Re: inline grammar example (CSS Speech, EPUB3)

On 3 Nov 2011, at 19:42, Olli Pettay wrote:
>> It seems appropriate for this group to advocate SRGS and SSML namespaces.
>> 
> HTML does have special cases for MathML and SVG,
> the first one perhaps mainly because certain browser engine has
> supported it for a long time, and the latter because it is actually
> being used in the web.
> Namespace attributes aren't handled, but when the parser gets <svg>,
> it knows that the element is in svg namespace.
> 
> I would be a bit surprised to see WhatWG/HTML WG to accept
> SRGS and SSML elements inline in the HTML.
> But I'll ask hsivonen (the HTML parsing guy).
> 
> In general I think HTML Speech API has better chances to get
> accepted outside this group if it complicates rest of the web platform
> as little as possible.
> Adding a JS API is totally ok, and probably also <reco>,
> but bringing in two new XML languages to HTML sounds quite a bit
> more complicated.


Just for everyone's information, the recently-released EPUB3 e-book standard uses a strict subset (and XML serialisation) of HTML5 that includes a couple of SSML-namespaced attributes (for inline phonemes). This, the W3C PLS format (pronunciation lexicons), and CSS Speech are the building blocks to enable text-to-speech within EPUB publications:

http://idpf.org/epub/30/spec/epub30-overview.html#sec-tts

Although I think it is unreasonable to hope that fully-fledge SSML markup will make its way into the HTML5 specification, I sure hope that browser vendors will implement some of CSS Speech, and will support the 'pronunciation' rel value for referencing external PLS files:

http://microformats.org/wiki/rel-pronunciation

I guess I digressed a little bit here! :) I thought that this would be valuable information for this group though.
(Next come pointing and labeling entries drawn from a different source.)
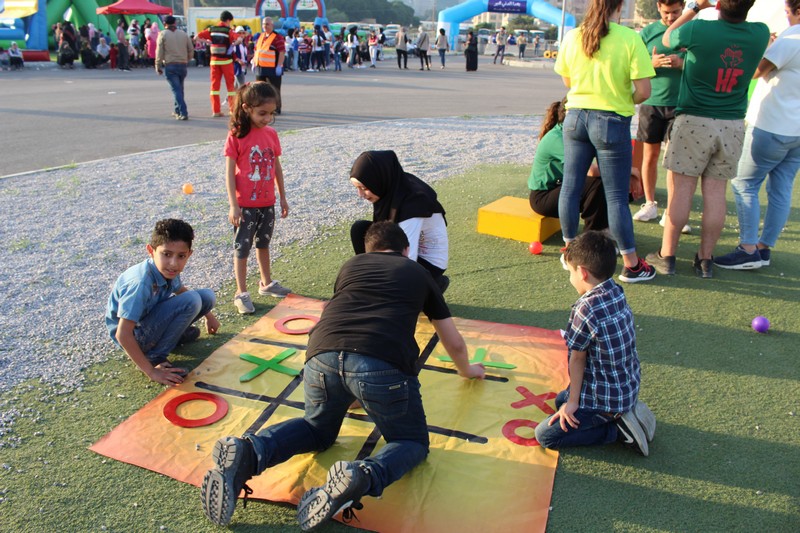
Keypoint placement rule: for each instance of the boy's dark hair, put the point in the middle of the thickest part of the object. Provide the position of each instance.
(735, 10)
(171, 230)
(595, 252)
(385, 235)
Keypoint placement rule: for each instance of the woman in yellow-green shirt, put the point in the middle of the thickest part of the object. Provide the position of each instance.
(599, 62)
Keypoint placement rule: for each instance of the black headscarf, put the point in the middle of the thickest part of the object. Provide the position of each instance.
(402, 195)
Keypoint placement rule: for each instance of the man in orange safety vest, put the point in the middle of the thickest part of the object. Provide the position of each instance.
(221, 61)
(268, 55)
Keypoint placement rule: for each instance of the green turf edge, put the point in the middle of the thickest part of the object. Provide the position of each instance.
(725, 397)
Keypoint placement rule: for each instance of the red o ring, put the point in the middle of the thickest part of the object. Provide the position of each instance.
(171, 409)
(280, 325)
(510, 432)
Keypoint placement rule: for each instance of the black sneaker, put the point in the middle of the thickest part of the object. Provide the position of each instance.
(663, 265)
(646, 419)
(631, 433)
(739, 259)
(346, 483)
(236, 463)
(704, 267)
(191, 334)
(642, 272)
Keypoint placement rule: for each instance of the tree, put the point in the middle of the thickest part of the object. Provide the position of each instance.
(383, 12)
(522, 22)
(647, 9)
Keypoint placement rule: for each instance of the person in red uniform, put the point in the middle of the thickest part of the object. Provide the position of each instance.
(268, 57)
(221, 61)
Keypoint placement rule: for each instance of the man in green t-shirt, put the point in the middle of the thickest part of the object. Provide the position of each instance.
(657, 112)
(707, 135)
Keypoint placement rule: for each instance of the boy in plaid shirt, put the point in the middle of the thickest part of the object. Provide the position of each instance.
(600, 405)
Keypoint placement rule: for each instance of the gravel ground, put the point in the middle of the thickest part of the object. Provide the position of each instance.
(68, 253)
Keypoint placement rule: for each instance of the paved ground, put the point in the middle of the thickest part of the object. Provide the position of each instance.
(53, 117)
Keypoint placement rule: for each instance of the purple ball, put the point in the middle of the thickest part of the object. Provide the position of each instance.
(760, 324)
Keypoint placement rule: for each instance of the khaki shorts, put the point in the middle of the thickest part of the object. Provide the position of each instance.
(704, 147)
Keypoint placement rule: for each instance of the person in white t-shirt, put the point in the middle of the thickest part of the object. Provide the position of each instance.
(405, 199)
(771, 148)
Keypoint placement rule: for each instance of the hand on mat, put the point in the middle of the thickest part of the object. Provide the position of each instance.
(566, 415)
(475, 371)
(166, 374)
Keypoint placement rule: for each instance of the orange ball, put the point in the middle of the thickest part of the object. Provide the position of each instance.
(535, 247)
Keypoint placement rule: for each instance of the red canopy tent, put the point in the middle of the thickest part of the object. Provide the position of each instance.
(134, 7)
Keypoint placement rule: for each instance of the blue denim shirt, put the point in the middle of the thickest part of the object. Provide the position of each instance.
(136, 292)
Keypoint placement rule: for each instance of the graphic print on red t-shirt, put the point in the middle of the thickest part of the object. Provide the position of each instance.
(261, 163)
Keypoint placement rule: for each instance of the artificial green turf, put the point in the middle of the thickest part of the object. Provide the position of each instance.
(725, 456)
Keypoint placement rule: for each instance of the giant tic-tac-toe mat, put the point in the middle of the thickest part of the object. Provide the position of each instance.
(485, 471)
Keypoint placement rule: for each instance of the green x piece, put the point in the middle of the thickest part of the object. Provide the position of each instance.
(480, 355)
(262, 365)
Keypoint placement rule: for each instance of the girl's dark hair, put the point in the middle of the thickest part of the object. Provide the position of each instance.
(554, 115)
(596, 25)
(253, 95)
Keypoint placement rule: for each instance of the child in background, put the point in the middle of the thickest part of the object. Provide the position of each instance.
(238, 51)
(150, 311)
(601, 404)
(252, 169)
(338, 46)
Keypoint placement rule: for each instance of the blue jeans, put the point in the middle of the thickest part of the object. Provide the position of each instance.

I look forward to reading more about your speech synthesis -related work, in order to identify the potential pitfalls / inconsistencies that may arise between the CSS and JavaScript/API content authoring approaches. My gut feeling is that the risk of conflictual overlap is very low. Also, I expect the TTS API of HTML Speech to remain simple, given the ability to feed SSML directly to the screen-reader (conversely, CSS Speech does its best to mimic some of SSML's features, so it is "natively" richer).

Kind regards, Daniel
(disclaimer: editor of the CSS Speech Module Level 3)

Received on Thursday, 3 November 2011 20:52:49 UTC